Consider the following information when planning health checks and the necessary firewall rules:

  • The probe IP ranges belong to Google. Google Cloud uses special routes outside of your VPC network but within Google's production network to facilitate communication from probers.

  • Google uses the probe IP ranges to send health check probes for external HTTP(S) load balancers, external SSL proxy load balancers, and external TCP proxy load balancers. If a packet is received from the internet and the packet's source IP address is within a probe IP range, Google drops the packet. This includes the external IP address of a Compute Engine instance or a Google Kubernetes Engine (GKE) node.

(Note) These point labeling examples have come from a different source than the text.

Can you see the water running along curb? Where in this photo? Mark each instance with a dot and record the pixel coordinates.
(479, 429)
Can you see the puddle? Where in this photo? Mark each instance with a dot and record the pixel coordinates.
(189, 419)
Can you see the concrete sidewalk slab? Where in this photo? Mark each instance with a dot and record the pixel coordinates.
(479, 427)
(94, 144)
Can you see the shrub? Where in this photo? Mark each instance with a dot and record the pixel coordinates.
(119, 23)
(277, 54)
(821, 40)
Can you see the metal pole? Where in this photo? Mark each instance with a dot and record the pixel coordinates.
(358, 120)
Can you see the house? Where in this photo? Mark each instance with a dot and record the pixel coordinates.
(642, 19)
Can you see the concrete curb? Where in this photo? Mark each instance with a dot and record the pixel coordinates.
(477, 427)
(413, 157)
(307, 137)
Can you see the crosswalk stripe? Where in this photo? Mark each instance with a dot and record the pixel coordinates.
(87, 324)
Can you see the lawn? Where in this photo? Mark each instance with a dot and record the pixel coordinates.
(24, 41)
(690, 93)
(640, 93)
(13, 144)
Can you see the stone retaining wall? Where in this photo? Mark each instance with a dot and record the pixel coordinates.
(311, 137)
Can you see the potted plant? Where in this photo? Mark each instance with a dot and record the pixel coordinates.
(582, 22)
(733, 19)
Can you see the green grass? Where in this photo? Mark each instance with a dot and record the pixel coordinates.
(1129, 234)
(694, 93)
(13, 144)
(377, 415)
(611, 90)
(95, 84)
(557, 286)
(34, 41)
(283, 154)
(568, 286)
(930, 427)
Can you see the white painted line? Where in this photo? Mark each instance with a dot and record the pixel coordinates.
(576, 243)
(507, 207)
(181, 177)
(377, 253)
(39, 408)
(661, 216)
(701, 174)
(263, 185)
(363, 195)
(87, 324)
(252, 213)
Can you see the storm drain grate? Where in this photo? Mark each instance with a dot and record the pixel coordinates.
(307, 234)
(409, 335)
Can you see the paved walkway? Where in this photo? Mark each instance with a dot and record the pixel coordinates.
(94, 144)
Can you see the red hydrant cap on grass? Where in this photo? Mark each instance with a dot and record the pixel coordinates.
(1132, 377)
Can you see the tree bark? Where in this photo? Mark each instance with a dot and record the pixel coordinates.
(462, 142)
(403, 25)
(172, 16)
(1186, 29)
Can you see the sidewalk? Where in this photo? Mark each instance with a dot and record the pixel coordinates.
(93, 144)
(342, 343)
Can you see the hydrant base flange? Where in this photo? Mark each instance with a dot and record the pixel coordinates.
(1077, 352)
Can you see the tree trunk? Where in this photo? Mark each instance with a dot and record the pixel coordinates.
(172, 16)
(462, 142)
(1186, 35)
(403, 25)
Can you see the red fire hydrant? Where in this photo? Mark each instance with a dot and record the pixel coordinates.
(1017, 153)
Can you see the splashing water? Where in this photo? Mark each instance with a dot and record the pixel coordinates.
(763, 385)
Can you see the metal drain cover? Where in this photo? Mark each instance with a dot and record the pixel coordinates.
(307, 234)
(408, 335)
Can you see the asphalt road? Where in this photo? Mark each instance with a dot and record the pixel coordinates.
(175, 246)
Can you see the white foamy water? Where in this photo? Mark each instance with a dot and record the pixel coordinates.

  • The probe IP ranges are a complete set of possible IP addresses used by Google Cloud probers. If you use tcpdump or a similar tool, you might not observe traffic from all IP addresses in all probe IP ranges. As a best practice, create ingress firewall rules that allow all of the probe IP ranges as sources. Google Cloud can implement new probers automatically without notification.

Multiple probes and frequency

Google Cloud sends health check probes from multiple redundant systems called probers. Probers use specific source IP ranges. Google Cloud does not rely on just one prober to implement a health check—multiple probers simultaneously evaluate the instances in instance group backends or the endpoints in zonal NEG backends. If one prober fails, Google Cloud continues to track backend health states.

The interval and timeout settings that you configure for a health check are applied to each prober. For a given backend, software access logs and tcpdump show more frequent probes than your configured settings.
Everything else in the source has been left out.